Wirbel um Hamas-Dokumente

Kürzlich erschienen in „Bild“ und „Jewish Chronicle“ Artikel, die sich auf interne Informationen der islamistischen Terrororganisation berufen. Es geht auch um die Geiseln. Doch die Authentizität der Dokumente wirft Fragen auf

Israelische Soldaten am Eingang eines Tunnels, in dem kürzlich sechs israelische Geiseln erschossen aufgefunden wurden Foto: Leo Correa/ap

Von Nicholas Potter

Zum Schaudern!“, heißt die Überschrift, „Das plant der Hamas-Chef mit den Geiseln“. Der Artikel vom 6. September beruft sich auf ein „internes ­Schreiben“, das auf Jahia Sinwars Computer gefunden und von ihm persönlich abgesegnet worden sei – und der Bild exklusiv vorliege.

Im Bild-Artikel heißt es unter anderem, die islamistische Terrororganisation strebe kein schnelles Ende des Krieges an und wolle Israel für die erfolglosen Verhandlungen alleine verantwortlichen machen. „Wichtige Klauseln im Abkommen“ sollten „verbessert werden, selbst wenn die Verhandlungen über einen längeren Zeitraum fortgesetzt werden“, soll es im zitierten Dokument heißen.
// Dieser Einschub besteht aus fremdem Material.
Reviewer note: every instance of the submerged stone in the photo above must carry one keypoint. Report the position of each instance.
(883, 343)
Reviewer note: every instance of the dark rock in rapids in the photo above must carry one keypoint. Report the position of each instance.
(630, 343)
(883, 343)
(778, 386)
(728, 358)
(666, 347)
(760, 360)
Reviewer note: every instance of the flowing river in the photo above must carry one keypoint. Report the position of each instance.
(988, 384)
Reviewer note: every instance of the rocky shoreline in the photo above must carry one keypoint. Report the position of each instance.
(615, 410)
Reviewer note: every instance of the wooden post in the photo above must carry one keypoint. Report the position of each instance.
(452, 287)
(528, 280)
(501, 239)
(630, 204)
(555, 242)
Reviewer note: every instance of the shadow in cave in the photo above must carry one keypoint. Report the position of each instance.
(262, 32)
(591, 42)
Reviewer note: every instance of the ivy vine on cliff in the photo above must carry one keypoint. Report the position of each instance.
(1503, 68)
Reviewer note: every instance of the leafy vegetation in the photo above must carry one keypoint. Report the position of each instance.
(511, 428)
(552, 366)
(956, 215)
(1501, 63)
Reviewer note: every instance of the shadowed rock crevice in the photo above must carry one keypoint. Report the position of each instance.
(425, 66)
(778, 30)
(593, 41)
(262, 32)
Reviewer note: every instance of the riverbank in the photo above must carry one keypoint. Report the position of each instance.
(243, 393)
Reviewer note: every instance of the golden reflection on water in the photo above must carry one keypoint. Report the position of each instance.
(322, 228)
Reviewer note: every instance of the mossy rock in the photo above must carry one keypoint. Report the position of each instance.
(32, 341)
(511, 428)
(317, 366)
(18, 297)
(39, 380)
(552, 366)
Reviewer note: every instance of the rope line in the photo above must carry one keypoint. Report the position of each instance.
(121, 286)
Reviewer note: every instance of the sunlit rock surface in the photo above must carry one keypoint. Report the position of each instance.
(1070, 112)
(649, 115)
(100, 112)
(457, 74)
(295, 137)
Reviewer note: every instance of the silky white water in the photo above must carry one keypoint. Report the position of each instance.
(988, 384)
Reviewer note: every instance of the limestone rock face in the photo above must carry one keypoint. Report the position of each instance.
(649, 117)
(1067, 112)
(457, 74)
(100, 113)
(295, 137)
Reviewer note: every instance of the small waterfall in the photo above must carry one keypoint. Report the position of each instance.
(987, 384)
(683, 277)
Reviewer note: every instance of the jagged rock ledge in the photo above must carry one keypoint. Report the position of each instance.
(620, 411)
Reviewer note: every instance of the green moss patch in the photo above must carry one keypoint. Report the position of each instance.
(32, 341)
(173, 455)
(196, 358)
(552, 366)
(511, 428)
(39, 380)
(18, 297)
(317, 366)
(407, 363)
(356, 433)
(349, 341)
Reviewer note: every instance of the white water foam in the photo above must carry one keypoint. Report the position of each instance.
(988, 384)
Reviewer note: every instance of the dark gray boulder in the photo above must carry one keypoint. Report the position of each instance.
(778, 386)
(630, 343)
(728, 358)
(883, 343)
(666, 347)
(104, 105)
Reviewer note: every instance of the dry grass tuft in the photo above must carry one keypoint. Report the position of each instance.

Und weiter: Die Familien der israelischen Geiseln sollen unter psychologischen Druck gesetzt werden.

Eine Woche später, am 12. September, steht in der linken israelischen Zeitung Haaretz ein Cartoon, der sich über den „Scoop“ lustig macht: Benjamin Netanjahu ruft die Bild an, ein Zeitungsbote liefert am nächsten Tag das Blatt und schon hat Bibi, so heißt der Premier mit Spitznamen, einen Beweis in der Presse für seine Behauptungen.

Kritisiert wurde der Bild-Artikel etwa in der Jedioth Aharonot, eine von Israels auflagenstärksten Zeitungen. Ronen Bergman, der auch zum diesjährigen Pulitzer-Preis-Gewinner-Team für die Nahostberichterstattung der New York Times gehört und in den israelischen Sicherheitsbehörden als bestens vernetzt gilt, schrieb am 8. September: Das Dokument stamme nicht vom Hamas-Chef Sinwar, sondern sei der „Vorschlag eines mittleren Funktionärs“ der islamistischen Terrororganisation.

Das Dokument sei zudem manipuliert worden, so Bergman weiter. Die entscheidende Stelle, dass Hamas kein Interesse an einem Deal habe, komme im Original nicht vor. Doch das behauptet der Bild-Artikel, geschrieben vom stellvertretenden Chefredakteur Paul Ronzheimer und Co-Politik-Chef Filipp Piatov, auch nicht. Sondern nur, dass die Hamas die Verhandlungen mit Israel hinauszögern wolle.

In einem weiteren Artikel Bergmans vom 15. September kommt dieser Vorwurf nicht mehr vor. Stattdessen heißt es: Das Dokument sei zwar vom militärischen Nachrichtendienst der Essedin-al-Kassam-Brigaden der Hamas verfasst worden, sei aber von weniger Bedeutung und nicht im Auftrag Sinwars entstanden.

Auf taz-Anfrage sagt die Bild, dass sie sich aus Quellenschutzgründen zu Ursprung und Überprüfung der Authentizität des Dokuments nicht äußern könne.

Die israelische Armee (IDF) habe aber die Echtheit des Dokuments nach der Veröffentlichung bestätigt, so die Zeitung.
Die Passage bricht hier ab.